Com as bênçãos do protetor
Segundo os moradores, quem abençoou a decisão foi o Rei Sebastião, protetor das terras, mares e areias de Lençóis. Na região, existe a crença de que o rei de Portugal Dom Sebastião I, morto na batalha de Alcácer-Quibir, no Marrocos (1578) e cujo corpo nunca foi encontrado, fugiu para a ilha e vaga pelas dunas montado em um cavalo branco.
A crença chegou ao Brasil com os imigrantes portugueses e encontrou no nordeste um terreno fértil, de acordo com artigo da professora de Sociologia e Antropologia da UFMA, Madian de Jesus Frazão Pereira.
“Aqui na comunidade é uma tradição muito antiga. Quando as pessoas chegam, pedem permissão para ficar. Se o projeto não tivesse o apoio dele, não seria possível”, conta Bastos.
Mudanças ao longo dos anos
Há alguns anos, o sistema eólico foi descontinuado, embora a estrutura siga na ilha. “Essas iniciativas evoluíram para projetos solares por uma questão de custo e robustez”, afirma Caracas. “Se bem instalada, a energia solar não demanda manutenções grandes, e em ambientes isolados, se mostrou ser muito melhor”.
Agora, a energia usada à noite vem da ampliação da capacidade de geração das placas solares inicialmente instaladas e do armazenamento de energia em baterias mais sofisticadas do que as que existiam em 2008. Com isso, foi possível abastecer a região apenas com energia solar.
O engenheiro observa que a experiência na ilha trouxe uma nova visão, na época, para o que preconizava a literatura acadêmica sobre buscar a complementaridade das fontes. “A experiência se sobrepôs à teoria. Para projetos de pequeno e médio porte e faixas de potência reduzidas, o custo de geração solar é menor que o da geração eólica, que ficou mais restrita a grandes parques e maior escala”, afirma.
O sucesso da iniciativa serviu de modelo para outras. No próprio estado do Maranhão, a equipe desenvolveu um projeto na Ilha Grande.
Benefícios e limitações
saúde foram os maiores benefícios do projeto. Antes de 2008, a comunidade tinha acesso apenas a um “orelhão” – telefone público instalado nas ruas.
Hoje, os moradores têm telefone, internet, televisão, celulares e podem ter computadores. Outro benefício foi a conservação de medicações e vacinas no posto de saúde, que passou a poder atender também à noite.
“Tudo melhorou, nunca mais ficamos sem energia por mais de um ou dois dias. Aqui nós temos visita de médico quase todo mês, o que antes era muito difícil, temos um postinho com mais estrutura, e o colégio tem computador, internet”, conta Bastos.
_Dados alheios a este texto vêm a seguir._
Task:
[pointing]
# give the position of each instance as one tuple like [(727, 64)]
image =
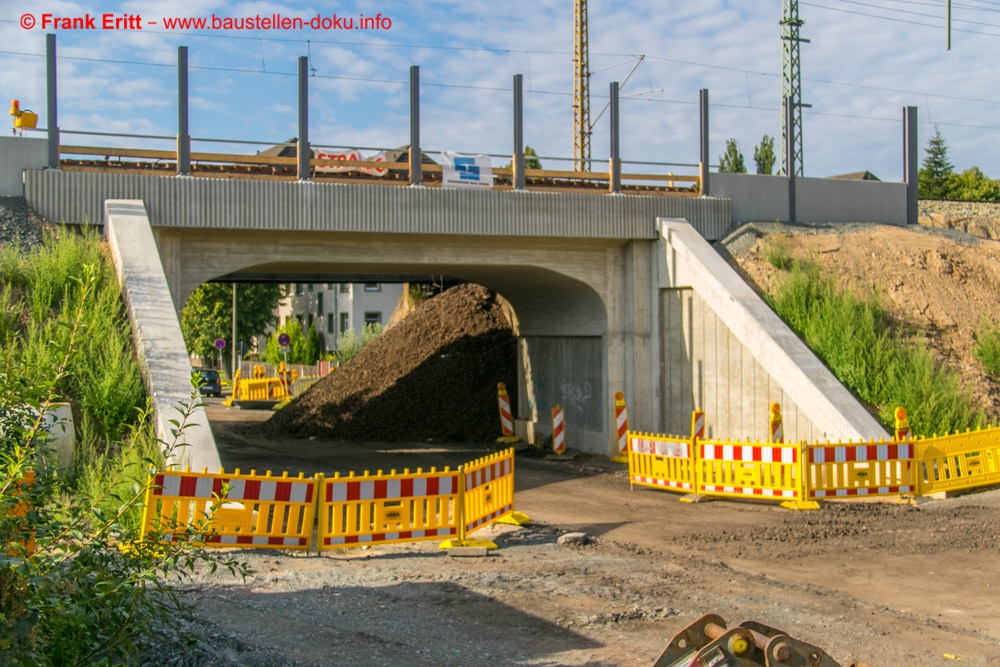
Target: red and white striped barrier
[(558, 431), (756, 453), (182, 499), (902, 425), (777, 430), (357, 511), (621, 421), (506, 417), (771, 475)]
Um dos desafios para a comunidade é o custo da energia, que aumentou ao longo dos anos. O uso de novos equipamentos eletrônicos foi crescendo entre as famílias, o que elevou o consumo. Além disso, houve reajustes tarifários que entraram na formação de preço. “Da média de R$ 50 mensais pela energia em tempo integral nos primeiros anos do projeto, o valor chega a ser cinco vezes maior em alguns meses hoje em dia”, relata Santos.
“Quem consome mais, paga mais. Quem consome menos, paga menos”, observa Bastos ao contar que a medição do consumo é feita em cada domicílio todo mês. O morador destaca ainda que o governo subsidia parte da conta dos moradores por meio da Tarifa Social de Energia Elétrica.